Sirtori (Lecco), 21 settembre 2015 - Di prove non ce ne sono, c’è solo il racconto della sua accusatrice, un’alunna delle elementari, e di sua madre che già in passato aveva tentato di inguaiare altre persone per lo stesso motivo. Eppure Samuele Corbetta, cooperante di 34 anni di Sirtori in Guatemala, è stato condannato a otto anni di carcere per l’infamante reato di abusi su una minore e già da due anni sta scontando la pena in una prigione del posto. I medici che hanno stilato i referti sulla presunta vittima hanno escluso tale eventualità, come molti testimoni. I giudici tuttavia non ne hanno tenuto conto. Che il processo sia stato una farsa e che presenti molte irregolarità lo hanno riconosciuto anche i magistrati della Suprema corte, che hanno accolto il ricorso presentato dai legali del brianzolo, il quale tuttavia da otto mesi attende che si pronuncino, quando normalmente impiegano otto giorno per esprimersi.

Fortunatamente per ora si trova in una struttura protetta una cella due metri per due, con un corridoio e un piccolo giardino, dove può lavorare per mantenersi perché per il cibo, i vestiti e tutte le altre necessità deve arrangiarsi da solo. Il rischio tuttavia è che possa essere trasferito in un penitenziario normale. «Lì non durerebbe a lungo, gli farebbero certamente la pelle - raccontano disperati e terrorizzati papà Roberto di 64 anni e mamma Emiliana di 62, che appena possono fanno la spola per andarlo a trovare, nonostante i costi del viaggio -. Bisogna assolutamente riportarlo a casa». L’ambasciatore italiano Fabrizio Pignatelli si sta adoperando per trovare una soluzione, come i funzionari della Farnesina, ma la mancanza di accordi bilaterali complica il tutto. Anche l’allora ministro degli Esteri Emma Bonino si era occupata del caso, ma la situazione è ancora lontana dallo sbloccarsi.

«Sappiamo che la situazione è complicata ma chiediamo uno sforzo implorano i genitori -. Sono stati salvati tanti ostaggi e sono stati rimpatriati tanti detenuti italiani all’estero, perché lui no? Per noi è un incubo, non dormiamo più, non viviamo più, vogliamo solo che venga portato via da lì». Le porte dell’inferno per Samuele Corbetta si sono spalancate nell’estate 2012, quando una bambina di una scuola di San Lucas - un centro di 17mila abitanti nell’entroterra del Paese centroamericano - dove il brianzolo si era trasferito nel 2005 per operare gratuitamente come volontario per una congregazione religiosa, lo ha accusato di violenza. Lui era talmente convinto di uscirne pulito che ha deciso di restare in Guatemala, in quella che considerava la sua nuova patria. Invece, il 4 luglio 2013 è stato emesso il verdetto di colpevolezza.

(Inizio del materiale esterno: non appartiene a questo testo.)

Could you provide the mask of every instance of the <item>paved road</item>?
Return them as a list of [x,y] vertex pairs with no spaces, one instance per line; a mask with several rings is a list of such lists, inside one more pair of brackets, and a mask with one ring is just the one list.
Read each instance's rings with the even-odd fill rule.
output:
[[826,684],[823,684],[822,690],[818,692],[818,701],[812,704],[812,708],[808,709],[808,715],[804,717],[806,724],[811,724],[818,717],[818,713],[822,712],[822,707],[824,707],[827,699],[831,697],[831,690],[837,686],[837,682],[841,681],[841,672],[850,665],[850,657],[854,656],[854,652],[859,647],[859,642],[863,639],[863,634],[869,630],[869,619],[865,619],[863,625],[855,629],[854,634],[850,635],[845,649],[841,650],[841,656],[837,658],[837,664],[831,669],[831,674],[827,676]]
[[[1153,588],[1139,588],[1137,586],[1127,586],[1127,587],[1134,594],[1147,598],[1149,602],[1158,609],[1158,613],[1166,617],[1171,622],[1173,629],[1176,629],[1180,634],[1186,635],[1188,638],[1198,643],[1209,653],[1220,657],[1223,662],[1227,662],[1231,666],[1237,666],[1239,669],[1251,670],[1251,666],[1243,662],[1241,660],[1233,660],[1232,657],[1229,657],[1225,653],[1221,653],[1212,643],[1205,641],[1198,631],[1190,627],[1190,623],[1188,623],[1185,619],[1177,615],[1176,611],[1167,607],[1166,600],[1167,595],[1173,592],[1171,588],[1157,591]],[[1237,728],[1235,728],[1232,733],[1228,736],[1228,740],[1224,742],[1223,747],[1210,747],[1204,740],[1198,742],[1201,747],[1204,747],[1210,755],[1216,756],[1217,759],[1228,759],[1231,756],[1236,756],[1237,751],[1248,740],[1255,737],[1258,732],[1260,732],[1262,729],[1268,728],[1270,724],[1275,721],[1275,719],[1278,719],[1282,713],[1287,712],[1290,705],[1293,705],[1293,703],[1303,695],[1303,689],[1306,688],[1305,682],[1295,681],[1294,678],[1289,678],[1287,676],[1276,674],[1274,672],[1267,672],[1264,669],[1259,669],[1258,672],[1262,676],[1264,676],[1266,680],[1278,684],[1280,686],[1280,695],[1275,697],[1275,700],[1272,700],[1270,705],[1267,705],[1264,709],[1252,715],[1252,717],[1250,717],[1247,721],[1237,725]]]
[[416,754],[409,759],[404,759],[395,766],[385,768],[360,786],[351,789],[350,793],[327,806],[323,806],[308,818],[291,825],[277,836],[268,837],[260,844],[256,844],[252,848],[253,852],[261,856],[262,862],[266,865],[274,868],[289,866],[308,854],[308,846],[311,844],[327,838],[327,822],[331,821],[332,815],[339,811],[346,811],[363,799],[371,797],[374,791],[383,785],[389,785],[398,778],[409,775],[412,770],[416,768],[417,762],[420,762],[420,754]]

«Per noi è finito in un gioco più grande di lui per questioni che non lo riguardano, le prove a discarico sono state volutamente ignorate», spiegano i genitori mostrando il voluminoso incartamento con le trascrizioni delle varie udienze. Ma a loro ormai non interessa nemmeno più che venga proclamato innocente, passerebbe comunque troppo tempo tra altri appelli e ricorsi: «Vogliamo solo che qualcuno lo riporti da noi, in fretta, sano e salvo, prima che sia troppo tardi». Samuele da parte sua cerca di rincuorarli: «Me la cavo, non vi preoccupate, vedrete che andrà tutto bene», li rassicura ogni volta che scrive o li sente al telefono. Ma anche lui, un inguaribile ottimista che pure dietro le sbarre si adopera per aiutare gli altri, comincia ad avere dubbi e spera di rientrare dal Guatemala, per il quale ha lasciato tutto, casa, familiari, amici, affetti, un lavoro sicuro e che si è trasformato nel suo incubo quotidiano a occhi aperti.